The accident was one of a series suffered by Bristow helicopters in the North Sea in just over a year. These included the 12 August 1981 loss of another Bell 212 and the 13 August 1981 loss of a Westland Wessex. Soon after the crash, former Labour Secretary of State for Social Services David Ennals called for a Trade Department inquiry into the safety of helicopter operations in the North Sea oil industry. The accident brought the total number of dead from North Sea helicopter accidents by all UK operators to 40.

===Accident aircraft===
The Bell 212 registered as G-BDIL was a twin-engine two-bladed medium helicopter manufactured on 18 July 1975. For the flight the rear bench seats were removed to allow fitting a rescue winch, leaving only two rear seats available and the remaining two cabin crew using safety harnesses. The aircraft had a Certificate of Airworthiness that was valid until 30 January 1983 and a Certificate of Maintenance that was valid until 27 October 1982 or 7,567.5 airframe hours. The airframe had a total of 7,532.25 hours at the time of the accident. The gross weight of the aircraft and the estimated center of gravity were both within authorized limits. The aircraft had two liferafts installed and all six personnel were wearing immersion survival suits and life vests with personal locator beacons. The aircraft was also equipped with a SARBE beacon and an underwater locator beacon, both activated by immersion in salt water. Available navigation equipment installed included a Decca Navigator System, VOR, and ADF receivers. During the flight, the co-pilot had asked for the non-directional beacon on the Murchison platform to be turned on to assist in finding the Baffin Seal but the beacon remained off until after the accident because the platform's radio operator was fixing an equipment issue.

==Investigation==
Two oilfield diving support vessels were placed at the service of investigators on the day of the accident, the Kommandor Michael and the British Voyager, equipped with sonar, underwater video equipment, lifting gear, and an underwater location beacon receiver. Kommandor Michael was also equipped with two remote-control unmanned submersibles while British Voyager carried two manned submersibles. After locating the wreckage on the sea floor on 17 September at in about 1100 ft of water, one of British Voyagers submersibles performed a video survey and located the bodies of two of the missing aircrew. Due to the water depth, the impact damage to the airframe, and a prolonged period of dangerous weather, it was not until 10 October that the semi-submersible lifting vessel Uncle John was able to retrieve the wreckage for analysis.

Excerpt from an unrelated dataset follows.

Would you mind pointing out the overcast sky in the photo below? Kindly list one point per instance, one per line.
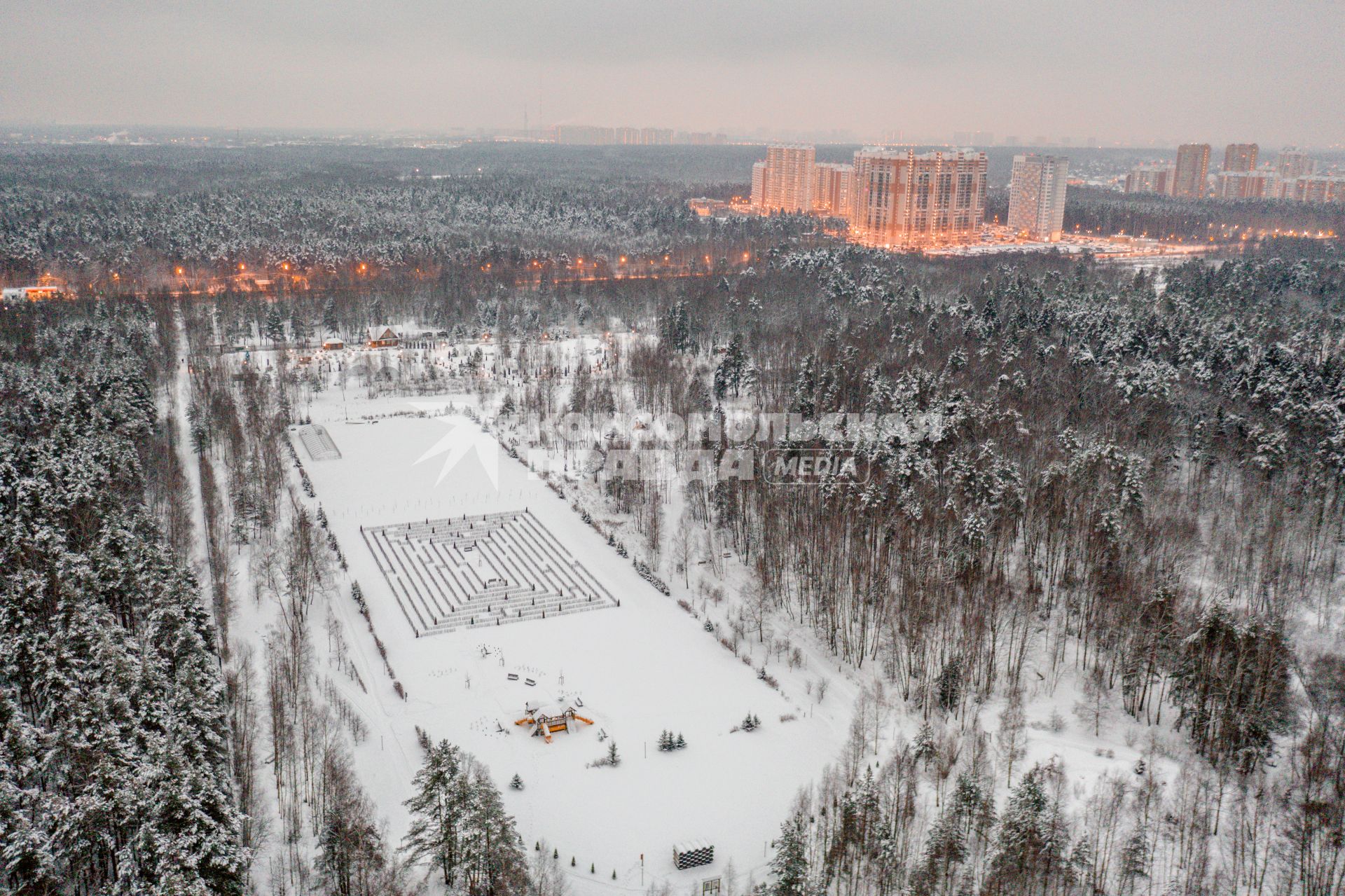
(1131, 70)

The damage to the airframe showed that it had sustained a severe impact to the front right quarter, consistent with a high-speed impact with the ocean surface while nose-down, banked to the right, with both the main and tail rotors spinning. Investigators did not document any pre-impact damage to the helicopter, its engines, transmission, rotors, avionics, or other systems nor were there any documented physiological impairments to the aircrew. Evidence recovered from the navigational systems and the position of and damage to the wreckage indicated the helicopter lost altitude during a turn to the right while flying at a low altitude searching for the Baffin Seal.

The investigation was unable to determine a specific cause of the accident. The flight took place in darkness and weather conditions of high wind and rain soon after the aircrew had been awakened, and at a very low altitude while attempting to locate a difficult target—in such conditions there was a low margin for safety and any loss of altitude would have been fatal.